As a Venture Capital Firm, Effi Enterprises monitors the global economy, watching for countries that are prime for investment opportunity. With recently noted boosts in their investment activity and solid plans for supporting the growth of their domestic venture capital industry, Canada has become a place of interest for investors across the globe.
State of Venture Capital in Canada
In 2012, investment activity in Canada’s venture capital market reached $1.5 billion in new venture capital investment and $1.8 billion in new capital formation for domestic venture capital funds. These levels match the activity in 2011, which was the highest for investment activity in five years. The information technology (IT) sector received $719 million of this investment while $224 million was invested in the non-technology sector and $368 million biotechnology, life sciences, and medtech. The clean technology sector’s investments reached $144 million. Ontario received the highest amount of investment activity in Canada’s VC market with Quebec following in second. Canadian innovate firms captured 44% of the venture capital invested in American firms.
From the encouraging results in the past year, it is clear that Canada has potential as a leader in innovation in the global economy. There were six Canadian deals amongst the top thirty largest venture capital deals done in North America. These included Desire2Learn, Engineered Power, Thrasos Innovation, D-Wave Systems, Lightspeed Retail Inc. and Securekey Technologies Inc. Canada’s domestic venture capital market is strong and with 33 domestic VC funds receiving $1.8 billion in new commitments in 2012, evidence suggests it will stay that way. New commitment investments up 73% from 2011, this was the highest level of new capital formation in ten years.
Canadian technology companies have attracted interest from the global venture capital community mostly due to the Scientific Research and Experimental Development Tax Incentive Program, which provides tax credits or refunds to corporations or individuals who conduct scientific research or experimental development in Canada.

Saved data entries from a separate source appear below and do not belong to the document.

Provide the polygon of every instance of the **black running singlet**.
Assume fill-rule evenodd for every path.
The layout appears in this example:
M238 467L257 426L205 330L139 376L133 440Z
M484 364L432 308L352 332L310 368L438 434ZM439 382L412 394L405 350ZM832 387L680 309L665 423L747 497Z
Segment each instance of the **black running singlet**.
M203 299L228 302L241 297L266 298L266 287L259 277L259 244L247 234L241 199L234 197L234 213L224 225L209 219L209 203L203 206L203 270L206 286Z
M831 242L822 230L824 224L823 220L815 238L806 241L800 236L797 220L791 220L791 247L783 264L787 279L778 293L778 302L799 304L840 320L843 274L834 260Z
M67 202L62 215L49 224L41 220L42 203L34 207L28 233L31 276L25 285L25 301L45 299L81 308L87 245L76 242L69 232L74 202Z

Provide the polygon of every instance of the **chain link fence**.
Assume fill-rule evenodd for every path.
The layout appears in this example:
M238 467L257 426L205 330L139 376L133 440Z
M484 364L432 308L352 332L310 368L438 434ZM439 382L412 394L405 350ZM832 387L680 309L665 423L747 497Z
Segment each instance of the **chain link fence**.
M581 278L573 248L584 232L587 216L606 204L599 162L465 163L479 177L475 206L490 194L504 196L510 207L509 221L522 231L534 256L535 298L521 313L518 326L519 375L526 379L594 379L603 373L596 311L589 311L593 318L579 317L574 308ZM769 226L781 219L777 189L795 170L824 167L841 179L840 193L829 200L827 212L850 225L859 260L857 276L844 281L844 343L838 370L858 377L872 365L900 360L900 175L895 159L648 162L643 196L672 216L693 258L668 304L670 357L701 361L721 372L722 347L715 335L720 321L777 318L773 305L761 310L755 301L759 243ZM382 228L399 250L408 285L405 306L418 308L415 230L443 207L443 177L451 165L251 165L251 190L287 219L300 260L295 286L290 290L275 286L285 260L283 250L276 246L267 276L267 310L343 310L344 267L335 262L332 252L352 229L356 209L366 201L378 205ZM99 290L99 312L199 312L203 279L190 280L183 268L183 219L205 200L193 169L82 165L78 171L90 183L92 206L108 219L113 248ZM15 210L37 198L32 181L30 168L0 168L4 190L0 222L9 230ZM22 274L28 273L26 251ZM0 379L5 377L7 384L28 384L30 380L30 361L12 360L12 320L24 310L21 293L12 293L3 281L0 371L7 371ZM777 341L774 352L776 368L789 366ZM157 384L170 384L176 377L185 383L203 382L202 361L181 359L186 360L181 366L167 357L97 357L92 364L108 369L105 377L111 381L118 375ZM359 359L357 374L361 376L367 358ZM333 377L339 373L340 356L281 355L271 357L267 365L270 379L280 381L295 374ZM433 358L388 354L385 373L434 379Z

Canada has a unique form of venture capital generation in its Labor Sponsored Venture Capital Corporations (LSVCC). Also known as Retail Venture Capital or Labor Sponsored Investment Funds (LSIF), these funds offer tax breaks to encourage retail investors to purchase them. These Retail Venture Capital funds generally only invest in companies where the majority of employees are in Canada.
Future of Canadian VC
While 2012 was a boost in Canada’s venture capital industry, it has faced challenges in reluctance from institutional investors such as banks and pension funds to invest in early-stage firms, a shortage of experienced fund managers to lead successful venture capital funds, and relatively small size of venture funds in Canada. Long-term sustainable capital remains a concern. To address this issue and support the growth of this crucial industry, the Government of Canada is giving $400 million to help increase private sector investments in early-stage risk capital and to support the creation of large-scale venture capital funds led by the private sector. The newly announced Venture Capital Action Plan will assist in the distribution of this $400 million. The new federal Venture Capital Action Plan will hopefully allow the positive momentum to continue and bring in more corporate and institutional investor commitments to Canadian venture capital partnerships. This plan is an opportunity to support Canada’s high-potential firms with the resources they need and lead Canada’s venture capital industry towards sustainability.